Multivariable logistic regression was performed to calculate odds ratios and 95% confidence intervals (CIs) for factors found in bivariate analyses to be associated with uptake of genetic testing at the P < .10 level of significance for inclusion in the multivariable logistic regressions. For the multivariable logistic regression analyses, conceptually aligned response options for these covariates were collapsed to facilitate interpretation. Odds ratios and 95% CIs were computed and reported when the CI did not include 1. All analyses were performed with SAS version 9.4.
Measures
Outcome
Genetic testing was assessed with the following question: “Have you ever had genetic testing to determine a gene mutation for ovarian or breast cancer?” Participants were asked to respond to this question at each follow‐up that they completed. If the participants ever reported genetic testing, they were coded as having genetic testing, and if at no follow‐up the participants reported genetic testing, they were coded as not having genetic testing.
Predisposing factors
Education was assessed with the following question: “What is the highest level of school you have completed?” Eight response categories, ranging from ≤8th grade to a graduate or professional degree, were offered.
Perceived discrimination was assessed with the 5‐item Williams Everyday Discrimination Scale (Cronbach α = 0.76). The following is an example of an item: “In your day‐to‐day life, how often have any of the following things happened to you: you are treated with less courtesy or respect than other people?” Response options ranged from never to almost every day. Responses were averaged with a range of 0 to 5. The 6‐item Perceived Major Experiences of Discrimination Scale was also assessed. 21 , 22 The Cronbach α for the scale was low at 0.56. Item analysis showed that 1 item—“For unfair reasons, have ever not been hired for a job?” (yes/no)—differed significantly when it was crossed with ever have genetic testing versus not being tested (7.5% and 15.5%, respectively; P = .09), and it was included as a predisposing factor.
Enabling factors
Annual family income was assessed categorically with 5 categories ranging from “less than $10,000” to “more than $100,000.”

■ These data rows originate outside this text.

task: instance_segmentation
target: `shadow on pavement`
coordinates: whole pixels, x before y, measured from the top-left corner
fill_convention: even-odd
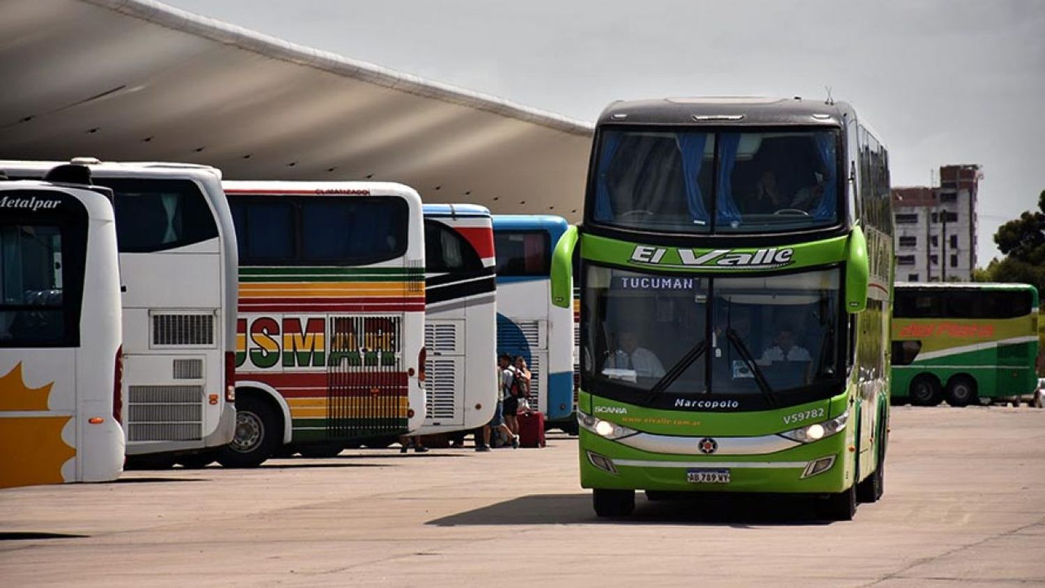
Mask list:
[[[630,516],[603,519],[591,495],[535,494],[428,521],[437,526],[481,524],[706,524],[744,528],[828,524],[816,518],[812,500],[790,496],[717,496],[649,500],[635,494]]]
[[[142,470],[137,470],[137,471],[142,471]],[[167,468],[166,470],[157,470],[157,471],[169,472],[171,471],[171,468]],[[193,470],[193,471],[199,471],[199,470]],[[114,479],[109,484],[154,484],[163,481],[210,481],[210,480],[204,477],[121,477],[119,479]]]
[[[37,531],[13,531],[0,533],[0,541],[31,541],[33,539],[83,539],[90,535],[75,533],[40,533]]]

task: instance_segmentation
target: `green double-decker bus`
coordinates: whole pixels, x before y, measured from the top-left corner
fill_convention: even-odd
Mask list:
[[[1029,284],[897,284],[892,399],[932,406],[1035,394],[1038,289]]]
[[[877,500],[891,224],[887,152],[847,104],[610,104],[553,260],[555,304],[579,282],[596,513],[635,490],[805,494],[832,520]]]

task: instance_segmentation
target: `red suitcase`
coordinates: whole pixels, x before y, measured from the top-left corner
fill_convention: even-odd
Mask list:
[[[533,410],[520,413],[519,421],[519,447],[543,447],[544,446],[544,414]]]

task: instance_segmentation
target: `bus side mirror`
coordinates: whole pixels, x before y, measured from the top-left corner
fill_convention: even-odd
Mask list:
[[[863,312],[867,308],[867,238],[863,229],[853,227],[845,252],[845,311]]]
[[[574,305],[574,248],[577,246],[577,227],[570,227],[559,237],[552,254],[552,304],[560,308]]]

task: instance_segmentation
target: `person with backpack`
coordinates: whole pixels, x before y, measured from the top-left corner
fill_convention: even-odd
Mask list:
[[[512,433],[512,447],[519,446],[519,422],[515,415],[519,411],[519,386],[516,381],[517,372],[512,366],[512,356],[502,353],[497,356],[497,366],[504,375],[502,398],[504,399],[505,424]]]

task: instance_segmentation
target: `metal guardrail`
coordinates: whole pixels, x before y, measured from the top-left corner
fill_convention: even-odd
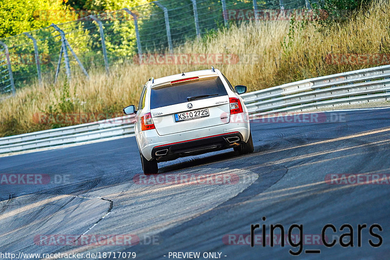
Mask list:
[[[390,100],[390,65],[304,80],[241,95],[252,117]],[[0,138],[0,154],[134,134],[131,116]]]

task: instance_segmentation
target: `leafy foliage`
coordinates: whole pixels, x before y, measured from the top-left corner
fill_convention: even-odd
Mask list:
[[[367,7],[371,0],[322,0],[310,1],[318,17],[318,23],[326,26],[347,20],[354,11]]]
[[[49,21],[36,19],[41,10],[63,10],[58,0],[0,0],[0,38],[46,26]]]

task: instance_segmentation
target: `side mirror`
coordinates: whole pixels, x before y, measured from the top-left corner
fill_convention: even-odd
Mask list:
[[[134,105],[126,106],[123,108],[123,113],[125,115],[132,115],[135,114],[136,112],[137,111],[136,110],[136,106]]]
[[[237,85],[234,87],[234,89],[238,95],[241,95],[247,92],[247,86],[243,85]]]

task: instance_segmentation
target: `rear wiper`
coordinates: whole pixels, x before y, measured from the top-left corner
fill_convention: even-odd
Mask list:
[[[212,96],[218,96],[217,94],[212,94],[211,95],[203,95],[202,96],[196,96],[195,97],[187,97],[187,101],[192,101],[193,100],[199,100],[201,99],[203,99],[204,98],[207,98],[208,97],[211,97]]]

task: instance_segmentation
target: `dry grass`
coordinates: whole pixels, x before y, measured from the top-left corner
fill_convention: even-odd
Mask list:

Health insurance was assessed with the following question: “Do you currently have health insurance or some form of health coverage?” The response options were yes and no. Given that virtually all participants reported having health insurance (93%), we also considered the type of insurance in analyses as “Medicaid or no insurance” versus any other insurance source.
The health care provider status was assessed with the following question: “Do you have a person that you consider your regular doctor or health care provider?” The response options were yes and no.
Trust in physicians was measured with the Trust in Physician Scale. 23 An example of a question is “I trust my doctor so much I always try to follow his/her advice.” Five response options ranging from 1 (strongly disagree) to 5 (strongly agree) were offered. Responses were reverse‐coded as appropriate and summed across 11 questions in the survey about trust with a range of 0 to 55, where higher scores indicated higher levels of trust. In this analytic sample, the Cronbach α was 0.91.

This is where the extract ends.